No expert here, but:

Considering the devellopement time of a new aircraft and the aquisition time of equipment from DND:
Even if we get chinooks again in the next couple of years, by the time this new type of helicopter comes around, the chinook will be ready to retire. So no reason to skip on the medium/heavy lift at this moment

My 2 cents.


----------



## Good2Golf (1 Nov 2005)

Dissident said:
			
		

> No expert here, but:
> 
> Considering the devellopement time of a new aircraft and the aquisition time of equipment from DND:
> Even if we get chinooks again in the next couple of years, by the time this new type of helicopter comes around, the chinook will be ready to retire. So no reason to skip on the medium/heavy lift at this moment
> ...



Dissident, are you saying the Chinook will retire in the 2007/2008 timeframe, hence we shouldn't consider them?  ???

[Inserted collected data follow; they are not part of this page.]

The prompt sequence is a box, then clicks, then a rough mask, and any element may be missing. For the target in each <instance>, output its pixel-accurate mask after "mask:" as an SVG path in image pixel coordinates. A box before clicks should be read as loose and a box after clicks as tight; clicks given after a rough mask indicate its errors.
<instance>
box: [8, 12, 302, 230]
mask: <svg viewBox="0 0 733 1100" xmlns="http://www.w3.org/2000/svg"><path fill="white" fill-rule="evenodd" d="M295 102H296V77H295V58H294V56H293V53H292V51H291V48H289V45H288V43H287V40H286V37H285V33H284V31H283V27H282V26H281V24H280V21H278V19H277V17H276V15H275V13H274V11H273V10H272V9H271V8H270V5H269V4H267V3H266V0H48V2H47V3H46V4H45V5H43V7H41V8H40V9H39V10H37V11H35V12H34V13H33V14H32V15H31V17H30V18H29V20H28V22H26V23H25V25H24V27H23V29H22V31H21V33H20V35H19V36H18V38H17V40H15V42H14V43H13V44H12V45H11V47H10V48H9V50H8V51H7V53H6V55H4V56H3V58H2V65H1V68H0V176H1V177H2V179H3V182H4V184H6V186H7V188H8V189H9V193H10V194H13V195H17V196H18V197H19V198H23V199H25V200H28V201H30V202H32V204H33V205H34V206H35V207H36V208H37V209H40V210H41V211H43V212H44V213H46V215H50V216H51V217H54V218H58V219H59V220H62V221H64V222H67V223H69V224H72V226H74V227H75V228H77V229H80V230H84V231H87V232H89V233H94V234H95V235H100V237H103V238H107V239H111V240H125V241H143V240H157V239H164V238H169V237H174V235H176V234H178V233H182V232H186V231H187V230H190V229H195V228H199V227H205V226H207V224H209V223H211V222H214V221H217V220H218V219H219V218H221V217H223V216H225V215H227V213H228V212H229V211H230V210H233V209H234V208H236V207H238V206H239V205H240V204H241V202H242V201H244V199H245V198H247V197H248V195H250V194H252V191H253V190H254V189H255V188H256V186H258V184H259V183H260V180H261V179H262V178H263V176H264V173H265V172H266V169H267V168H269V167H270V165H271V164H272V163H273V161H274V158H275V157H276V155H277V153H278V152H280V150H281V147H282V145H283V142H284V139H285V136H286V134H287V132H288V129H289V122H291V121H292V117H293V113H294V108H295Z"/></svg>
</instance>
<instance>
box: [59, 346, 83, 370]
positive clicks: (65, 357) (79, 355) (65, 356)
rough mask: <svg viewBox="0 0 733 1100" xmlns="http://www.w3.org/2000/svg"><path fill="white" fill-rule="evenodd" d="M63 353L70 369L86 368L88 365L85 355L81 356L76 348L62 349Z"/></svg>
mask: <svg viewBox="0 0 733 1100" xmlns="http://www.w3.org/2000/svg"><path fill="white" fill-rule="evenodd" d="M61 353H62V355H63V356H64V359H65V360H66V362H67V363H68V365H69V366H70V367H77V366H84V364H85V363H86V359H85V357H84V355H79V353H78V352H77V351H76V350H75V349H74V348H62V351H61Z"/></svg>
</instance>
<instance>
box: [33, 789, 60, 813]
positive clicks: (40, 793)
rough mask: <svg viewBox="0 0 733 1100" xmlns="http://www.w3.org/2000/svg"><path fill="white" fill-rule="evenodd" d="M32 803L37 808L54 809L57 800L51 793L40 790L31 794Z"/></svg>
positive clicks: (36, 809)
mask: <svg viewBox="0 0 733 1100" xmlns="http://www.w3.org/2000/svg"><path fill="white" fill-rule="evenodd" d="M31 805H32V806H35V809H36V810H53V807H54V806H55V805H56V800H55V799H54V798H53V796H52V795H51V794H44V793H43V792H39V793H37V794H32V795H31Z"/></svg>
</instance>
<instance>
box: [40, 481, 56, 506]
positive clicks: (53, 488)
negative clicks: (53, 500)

US Army plans are for an ELE of 2025-2030. http://www.globalsecurity.org/military/systems/aircraft/ch-47f-ich.htm  The Hook will be around for a long, long time.

Cheers,
Duey


----------



## Dissident (2 Nov 2005)

No, I meant the exact opposite. Get the Chinook now, it will be ready to retire when the next helicopter gets into production.


----------



## Good2Golf (2 Nov 2005)

Dissident said:
			
		

> No, I meant the exact opposite. Get the Chinook now, it will be ready to retire when the next helicopter gets into production.



Seen....as in get Hook now, and JTR (Joint Transport Rotorcraft - US Army, USMC combined future requirement) will arrive at about the pre-planned 2025 timeframe, kind-of-thing....?

Cheers,
Duey


----------